First Conservation Vaccine Trial on Chimpanzees
Captive chimpanzees have for the first time been used to test a vaccine to protect wild chimpanzees rather than humans. Published in Proceedings of the National Academy of Science, a new paper shows that a vaccine against the deadly Ebola virus caused no serious side effects and evoked a robust immune response.
Infectious diseases like Ebola have recently emerged as a major threat to wild chimpanzees and gorillas but a viscerally non-interventionist ape conservation community has opposed invasive responses that upset a perceived “natural balance”. “This is not the Garden of Eden”, said Apes Incorporated (ApesInc.org) President and University of Cambridge Lecturer Peter Walsh, senior author on the paper. “It is the Wild West, awash in commercial bushmeat hunting, mechanized logging, and human disease. ‘Extreme Conservation’ measures such as vaccination hold the only hope for preventing ape extinction”.
The trial illustrates the conservation potential held by “orphan” vaccines which show excellent safety and immunity profiles in captive primate trials but have not yet gained the extensive funding needed for human licensing. Chimpanzees were vaccinated with a “virus like particle” vaccine developed by Maryland biotech firm Integrated Biotherapeutics (IBT). “VLP vaccines are particularly promising for use in endangered species because they cannot cause infection and spread between animals”, said IBT Vice President Kelly Warfield. The trial was supported by the Paul G. Allen Family Foundation and included contributions from researchers at the US Army Medical Research for Infectious Disease, the National Institutes of Health, and the University of Louisiana at Lafayette’s New Iberia Research Center, where the trial was conducted.
This promise of vaccination may never be realized because pending regulations to classify captive chimpanzees under the US Endangered Species Act would outlaw further biomedical research on chimpanzees. The closure of facilities doing human-focused biomedical research on chimpanzees is a conservation catastrophe, according to Walsh, because it will leave no place to do the rigorous safety testing that park managers insist on before vaccines are given to immunologically vulnerable wild apes. The US is the only developed country where such testing is still allowed.
The move by the US Fish and Wildlife Service to list captive chimpanzees under the Endangered Species act is only the latest in a series of US Government actions spurred by animal rights activists seeking to end biomedical testing on chimpanzees. There has also been a National Academies of Science blue ribbon panel and an internal policy review by the National Institutes of Health. Although the National Academy panel was specifically mandated by Congress to consider the conservation implications of ending biomedical testing on chimpanzees, neither the Academy’s report, the NIH policy review, nor the regulations proposed by USFWS addressed this important topic.
Vaccination is an important ape conservation issue because over recent decades Ebola virus has killed about one third of the world gorilla population and large numbers of chimpanzees, contributing to the World Conservation Union’s (IUCN) decision to list common chimpanzees as Endangered and western gorillas as Critically Endangered. Human respiratory virus spillover also accounts for about half of deaths among wild chimpanzees and gorillas habituated to close human approach for tourism and research. Most of these viral diseases are preventable: either with vaccines already licensed for human use or with orphan vaccines.
Walsh and coauthors argue that because many of the researchers and tourists that infect wild apes are Americans and because countless wild chimpanzees were killed to originally stock US biomedical labs, the US Government and, particularly, NIH should shoulder the responsibility for alleviating the threat to the wild apes. They call for NIH to establish and support a captive chimpanzee population dedicated solely to conservation research. This population would be used to both safety test conservation vaccines and develop associated technologies such as baiting systems for delivering vaccines orally and non-invasive assays for confirming the immune response to vaccination, measuring whether the psychological stress caused by tourism and research suppress gorilla and chimpanzee immune function, and screening tourists for dangerous respiratory viruses.

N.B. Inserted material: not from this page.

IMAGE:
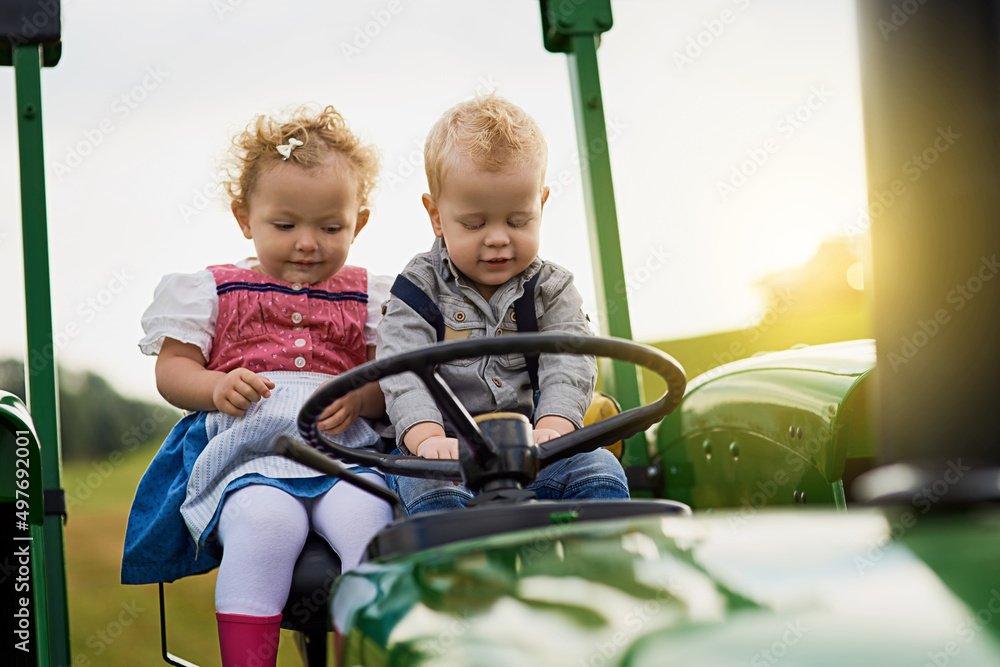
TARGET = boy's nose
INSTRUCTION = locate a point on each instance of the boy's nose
(496, 235)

Apes Incorporated has an active research program on these and other applications but finds it difficult to raise funds because of the controversial nature of such research: government funding bodies are particularly averse to negative publicity. “The willingness of the Paul G. Allen Family Foundation to fund this work despite the controversy is a perfect example of the critical role that private foundations have to play in preventing ape extinction”, said Walsh. “They understand that not all critical conservation actions will be by consensus. We need to break some eggs to make the conservation omelet. To paraphrase the AIDS prevention movement, Porridge = Death”.